Em vigor há cerca de oito anos, o projeto tem cumprido o seu intuito já que o cante continua para além da sala de aula, com alguns novos grupos a surgir entretanto, em Almodôvar ou Vila Nova de São Bento(Serpa), formados por ex-alunos. E alguns integram atualmente outros grupos corais, ajudando à sua renovação.
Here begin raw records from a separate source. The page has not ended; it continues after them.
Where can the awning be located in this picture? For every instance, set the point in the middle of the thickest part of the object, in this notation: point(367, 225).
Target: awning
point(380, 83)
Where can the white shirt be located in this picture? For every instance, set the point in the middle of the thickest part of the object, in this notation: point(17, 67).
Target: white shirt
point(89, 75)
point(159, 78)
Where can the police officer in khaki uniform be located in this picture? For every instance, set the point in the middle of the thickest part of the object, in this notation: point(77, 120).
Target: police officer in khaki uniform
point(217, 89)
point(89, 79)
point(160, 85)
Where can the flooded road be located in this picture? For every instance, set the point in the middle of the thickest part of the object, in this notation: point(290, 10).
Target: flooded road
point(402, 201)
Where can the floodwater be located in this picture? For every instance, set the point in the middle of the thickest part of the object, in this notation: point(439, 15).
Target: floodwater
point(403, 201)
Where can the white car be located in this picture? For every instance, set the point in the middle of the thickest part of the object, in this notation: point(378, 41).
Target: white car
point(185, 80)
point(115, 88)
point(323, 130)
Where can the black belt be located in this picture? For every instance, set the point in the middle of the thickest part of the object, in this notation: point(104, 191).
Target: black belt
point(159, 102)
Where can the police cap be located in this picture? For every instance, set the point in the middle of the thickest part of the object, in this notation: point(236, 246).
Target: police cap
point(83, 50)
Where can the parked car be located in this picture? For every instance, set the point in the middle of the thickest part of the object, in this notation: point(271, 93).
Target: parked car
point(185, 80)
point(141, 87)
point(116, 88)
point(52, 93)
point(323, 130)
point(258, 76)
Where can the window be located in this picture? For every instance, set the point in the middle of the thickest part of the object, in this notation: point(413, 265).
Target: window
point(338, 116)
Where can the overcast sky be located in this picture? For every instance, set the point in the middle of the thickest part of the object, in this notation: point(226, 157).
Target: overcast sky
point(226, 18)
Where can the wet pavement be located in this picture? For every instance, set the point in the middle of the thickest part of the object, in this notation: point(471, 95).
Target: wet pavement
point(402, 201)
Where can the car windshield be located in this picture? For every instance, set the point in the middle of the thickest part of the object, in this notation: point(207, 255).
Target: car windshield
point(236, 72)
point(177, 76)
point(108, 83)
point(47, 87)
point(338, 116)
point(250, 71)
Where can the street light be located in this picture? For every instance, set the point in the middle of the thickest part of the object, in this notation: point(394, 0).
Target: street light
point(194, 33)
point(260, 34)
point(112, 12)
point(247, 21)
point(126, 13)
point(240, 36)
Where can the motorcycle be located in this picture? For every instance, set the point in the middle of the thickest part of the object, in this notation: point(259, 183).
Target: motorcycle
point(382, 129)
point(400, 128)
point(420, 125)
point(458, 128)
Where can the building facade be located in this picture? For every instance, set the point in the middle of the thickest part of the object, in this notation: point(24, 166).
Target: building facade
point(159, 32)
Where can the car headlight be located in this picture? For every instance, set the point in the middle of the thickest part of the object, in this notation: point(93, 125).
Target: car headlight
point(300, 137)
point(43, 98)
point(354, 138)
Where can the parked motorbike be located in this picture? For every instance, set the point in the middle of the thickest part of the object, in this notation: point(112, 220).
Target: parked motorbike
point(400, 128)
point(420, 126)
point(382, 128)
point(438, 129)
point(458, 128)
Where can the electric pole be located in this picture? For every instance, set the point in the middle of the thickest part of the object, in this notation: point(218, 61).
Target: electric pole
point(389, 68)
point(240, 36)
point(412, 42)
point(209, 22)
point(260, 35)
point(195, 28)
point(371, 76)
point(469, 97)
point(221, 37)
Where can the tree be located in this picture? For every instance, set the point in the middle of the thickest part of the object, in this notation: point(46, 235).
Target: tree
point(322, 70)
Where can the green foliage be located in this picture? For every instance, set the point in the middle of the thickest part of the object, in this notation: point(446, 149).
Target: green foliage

O cante alentejano pode ser também acompanhado pela viola campaniça. Mas o instrumento anima ainda os cantares ao desafio, as modas campaniças, os bailes que caracterizam a zona do «Campo Branco», compreendendo os municípios de Aljustrel, Ourique, Castro Verde, Almodôvar e parte do de Odemira. E acompanha também Pedro Mestre no primeiro trabalho a solo, Campaniça do Despique. O corpo perfeito de um destes instrumentos deverá ter 25x18x10 centímetros. É a cintura estreita que lhe provoca o som distinto de outras violas. Leva um cordão para poder ser transportada ao ombro e tem um pompom – noutros tempos, cordão e pompom eram oferecidos pelas moças solteiras como sinal de interesse pelo tocador.
À Campaniça do Despique, já à venda, Pedro empresta a voz e ainda convida a de António Zambujo e a de Janita Salomé, entre outras. A campaniça que dedilha partilha protagonismo com a guitarra portuguesa de Guilherme Banza e a clássica de Jorge Fernando. Tocam também o piano, o órgão de tubos, o acordeão e flauta de José Manuel David, dos Gaiteiros de Lisboa. Juntam-se todos nas faixas do disco como se o disco fosse o pial da porta.